Schütte-Lihotzky was inspired in part by Christine Frederick’s book Household Engineering: Scientific Management in the Home, translated into German in 1922. Frederick, an American writer whose work was widely read in Europe, tried to professionalize housework by adopting the principles of Taylorism, which used time-and-motion studies to improve productivity in factories. Frederick’s diagram of a poorly organized kitchen shows how a room that’s too wide or a stove that’s too far from the sink forces the harried housewife to zip around in a zigzag of wasted steps. Not a designer herself, Frederick rearranged existing cabinets, tables, and fixtures into a logical sequence designed to save time and effort. Schütte-Lihotzky merged Frederick’s ideas with a modernist design language to create an original, wholly coordinated kitchen.
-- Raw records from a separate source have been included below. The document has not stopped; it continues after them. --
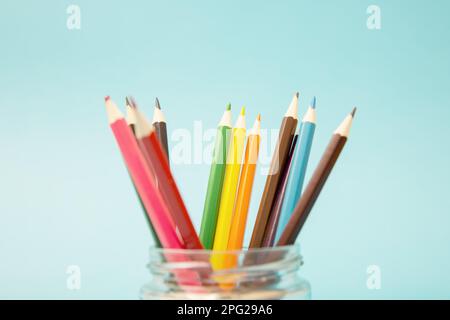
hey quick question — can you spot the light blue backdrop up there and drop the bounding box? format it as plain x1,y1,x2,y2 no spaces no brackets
1,0,449,299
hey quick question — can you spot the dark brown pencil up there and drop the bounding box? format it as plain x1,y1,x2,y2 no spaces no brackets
153,98,170,162
261,134,298,247
125,97,162,248
277,108,356,246
249,93,299,248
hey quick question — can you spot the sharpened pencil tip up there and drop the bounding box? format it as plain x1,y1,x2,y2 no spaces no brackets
125,97,131,107
351,107,357,117
311,96,316,109
240,106,245,115
257,113,261,121
226,103,231,111
104,96,110,102
155,98,161,109
296,92,299,98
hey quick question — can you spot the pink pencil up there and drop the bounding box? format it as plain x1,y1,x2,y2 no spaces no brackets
105,96,183,249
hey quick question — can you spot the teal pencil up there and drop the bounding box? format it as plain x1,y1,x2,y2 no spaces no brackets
275,97,317,242
199,104,232,249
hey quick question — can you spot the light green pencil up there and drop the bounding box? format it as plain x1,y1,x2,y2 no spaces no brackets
199,104,232,249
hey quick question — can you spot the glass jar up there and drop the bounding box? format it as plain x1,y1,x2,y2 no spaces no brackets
140,244,311,300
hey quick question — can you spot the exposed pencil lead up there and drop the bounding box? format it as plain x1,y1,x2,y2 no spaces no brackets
125,96,132,107
127,96,138,109
155,98,161,110
240,106,245,116
296,92,299,98
351,107,357,117
226,103,231,111
311,96,316,109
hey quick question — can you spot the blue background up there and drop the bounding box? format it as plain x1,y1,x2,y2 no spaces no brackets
1,0,449,299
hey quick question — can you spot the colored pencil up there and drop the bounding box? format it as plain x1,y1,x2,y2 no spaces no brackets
261,134,298,247
249,93,298,248
212,107,246,268
125,97,137,132
104,96,183,249
227,114,261,251
108,97,208,289
199,104,232,249
277,108,356,246
132,107,203,250
153,97,170,162
124,98,162,247
275,97,317,242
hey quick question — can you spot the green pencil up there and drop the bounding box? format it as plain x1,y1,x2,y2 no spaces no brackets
199,104,232,249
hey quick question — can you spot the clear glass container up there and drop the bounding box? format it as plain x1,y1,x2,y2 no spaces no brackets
140,244,311,300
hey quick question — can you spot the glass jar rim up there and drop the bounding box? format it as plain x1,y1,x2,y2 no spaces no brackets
148,243,301,255
147,243,304,276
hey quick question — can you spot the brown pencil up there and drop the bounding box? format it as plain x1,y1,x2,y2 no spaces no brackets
261,134,298,247
249,93,299,248
153,98,170,162
277,108,356,246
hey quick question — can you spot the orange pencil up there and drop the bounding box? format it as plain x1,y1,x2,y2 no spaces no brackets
227,114,261,251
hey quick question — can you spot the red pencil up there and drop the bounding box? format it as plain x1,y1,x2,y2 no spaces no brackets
104,96,182,249
131,107,203,250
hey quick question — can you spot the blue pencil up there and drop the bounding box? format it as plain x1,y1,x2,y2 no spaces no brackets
275,97,317,242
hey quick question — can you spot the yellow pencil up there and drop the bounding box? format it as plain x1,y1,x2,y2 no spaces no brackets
212,107,246,269
227,114,261,252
Did Schütte-Lihotzky’s revolutionary model succeed? Some inhabitants who relocated to the Frankfurt housing estates resented not being able to bring their own kitchen furniture, and most of the original units have long since been ripped out. Nonetheless, the project’s impact was huge. Frederick’s theory of scientific management migrated back to the United States in the form of modular fitted cabinet systems. Built-in kitchens became standard in postwar building booms across the United States and Europe and remain so today. Ikea’s systems of interchangeable cabinet parts and functional metal rails certainly owe a debt to the Frankfurt kitchen.
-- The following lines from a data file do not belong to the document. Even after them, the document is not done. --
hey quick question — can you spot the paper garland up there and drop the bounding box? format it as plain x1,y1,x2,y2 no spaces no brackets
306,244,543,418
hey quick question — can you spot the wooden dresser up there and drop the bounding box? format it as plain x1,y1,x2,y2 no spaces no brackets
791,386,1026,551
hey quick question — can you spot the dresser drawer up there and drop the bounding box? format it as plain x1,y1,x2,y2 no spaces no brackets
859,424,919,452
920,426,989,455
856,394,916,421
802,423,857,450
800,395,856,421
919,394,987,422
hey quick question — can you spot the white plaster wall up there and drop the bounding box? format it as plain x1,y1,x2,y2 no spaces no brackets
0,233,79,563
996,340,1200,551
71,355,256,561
The kitchen was important not just for the way it addressed the problems of daily life but for the fact that it addressed them at all. Embracing functional equipment as part of architecture was a new idea, as was the interest in improving women’s lives. The urge to enhance domestic routines through architecture continues today across a range of practices. Expanding the paradigm of the open-plan kitchen, the +Artesio system for Poggenpohl underscores the exalted status of food and cooking among people of means. Such high-class kitchens have moved beyond service to become space-shaping sculpture. Faltazi’s Ekokook is sculptural in its own way, embracing object over space. While the Ekokook is doggedly functional almost to the level of kitsch, it would likely attract complaints from the mom brigade. Its trash-crushing, paper-shredding, water-collecting chutes and hatches would surely incite the curiosity of toddlers while ensnaring adults in a fetishized ritual of labor-intensive trash collection.
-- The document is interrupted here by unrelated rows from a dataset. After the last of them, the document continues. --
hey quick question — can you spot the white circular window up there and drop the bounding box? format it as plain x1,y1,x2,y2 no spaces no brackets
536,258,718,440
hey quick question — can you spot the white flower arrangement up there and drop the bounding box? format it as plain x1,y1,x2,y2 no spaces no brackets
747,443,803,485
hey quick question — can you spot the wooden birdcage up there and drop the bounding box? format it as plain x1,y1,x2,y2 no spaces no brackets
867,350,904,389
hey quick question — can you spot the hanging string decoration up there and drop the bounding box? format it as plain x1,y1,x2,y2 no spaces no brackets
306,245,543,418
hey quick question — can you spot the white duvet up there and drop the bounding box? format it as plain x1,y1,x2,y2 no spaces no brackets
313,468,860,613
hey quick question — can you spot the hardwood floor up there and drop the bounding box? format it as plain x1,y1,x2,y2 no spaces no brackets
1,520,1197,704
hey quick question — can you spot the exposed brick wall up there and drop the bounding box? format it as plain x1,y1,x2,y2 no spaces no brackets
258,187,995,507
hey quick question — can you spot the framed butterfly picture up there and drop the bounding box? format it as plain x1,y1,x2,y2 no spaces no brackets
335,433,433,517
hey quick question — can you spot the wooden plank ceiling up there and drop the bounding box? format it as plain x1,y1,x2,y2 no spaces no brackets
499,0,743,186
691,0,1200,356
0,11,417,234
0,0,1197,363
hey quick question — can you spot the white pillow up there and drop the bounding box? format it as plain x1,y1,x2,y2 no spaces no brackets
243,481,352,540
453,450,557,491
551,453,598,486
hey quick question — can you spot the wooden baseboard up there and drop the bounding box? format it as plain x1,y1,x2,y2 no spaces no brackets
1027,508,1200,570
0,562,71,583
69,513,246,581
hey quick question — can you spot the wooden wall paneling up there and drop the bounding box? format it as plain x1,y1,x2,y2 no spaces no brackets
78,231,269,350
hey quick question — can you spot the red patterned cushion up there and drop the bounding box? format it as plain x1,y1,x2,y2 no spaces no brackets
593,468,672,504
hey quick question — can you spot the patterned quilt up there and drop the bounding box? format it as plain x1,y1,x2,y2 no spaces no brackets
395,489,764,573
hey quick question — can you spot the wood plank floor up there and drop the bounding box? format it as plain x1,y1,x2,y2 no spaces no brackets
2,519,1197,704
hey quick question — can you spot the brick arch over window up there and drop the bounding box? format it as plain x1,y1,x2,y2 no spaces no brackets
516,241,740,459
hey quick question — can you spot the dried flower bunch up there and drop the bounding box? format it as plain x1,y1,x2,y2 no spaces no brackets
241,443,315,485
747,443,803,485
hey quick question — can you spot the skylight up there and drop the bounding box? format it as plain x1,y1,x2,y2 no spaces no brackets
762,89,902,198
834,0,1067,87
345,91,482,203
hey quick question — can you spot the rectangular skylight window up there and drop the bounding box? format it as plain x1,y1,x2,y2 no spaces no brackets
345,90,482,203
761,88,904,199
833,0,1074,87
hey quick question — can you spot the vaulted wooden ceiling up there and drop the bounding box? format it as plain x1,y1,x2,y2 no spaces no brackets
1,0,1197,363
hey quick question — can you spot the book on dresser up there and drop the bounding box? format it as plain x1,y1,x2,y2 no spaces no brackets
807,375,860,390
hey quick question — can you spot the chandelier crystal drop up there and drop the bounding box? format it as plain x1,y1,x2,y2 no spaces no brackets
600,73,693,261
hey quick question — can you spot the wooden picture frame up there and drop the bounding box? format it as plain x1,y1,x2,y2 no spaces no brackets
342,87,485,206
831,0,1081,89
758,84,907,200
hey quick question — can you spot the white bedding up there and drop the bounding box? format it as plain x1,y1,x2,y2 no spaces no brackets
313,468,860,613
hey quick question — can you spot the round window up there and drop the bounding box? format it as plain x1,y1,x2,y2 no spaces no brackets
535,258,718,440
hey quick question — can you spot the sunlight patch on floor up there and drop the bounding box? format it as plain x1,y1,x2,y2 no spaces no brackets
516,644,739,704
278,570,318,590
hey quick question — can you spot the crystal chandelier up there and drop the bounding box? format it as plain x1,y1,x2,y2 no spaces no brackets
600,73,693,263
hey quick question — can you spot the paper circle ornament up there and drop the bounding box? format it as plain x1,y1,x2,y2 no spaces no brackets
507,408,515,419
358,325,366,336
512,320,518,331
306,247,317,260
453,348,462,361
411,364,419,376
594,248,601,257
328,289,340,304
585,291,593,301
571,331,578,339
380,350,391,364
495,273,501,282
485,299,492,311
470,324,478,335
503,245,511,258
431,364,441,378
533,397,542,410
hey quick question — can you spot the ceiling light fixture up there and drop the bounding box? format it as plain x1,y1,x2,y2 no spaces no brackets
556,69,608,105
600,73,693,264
As a mom myself, I feel little attraction to any of these kitchens. I don’t long to toil inside a tightly programmed pod or to hold court in a walnut-planked temple more suited to occasional “entertaining” than to everyday home life. Least of all do I wish to be enslaved by a futuristic waste-management facility. As a designer and critic, however, I am drawn to both the Ekokook and the Frankfurt kitchens as utopian manifestos that invest design with the power to change the way people live. The Frankfurt kitchen remains the most compelling of the two, pushing past utopia to become a reality, however flawed, in 10,000 homes.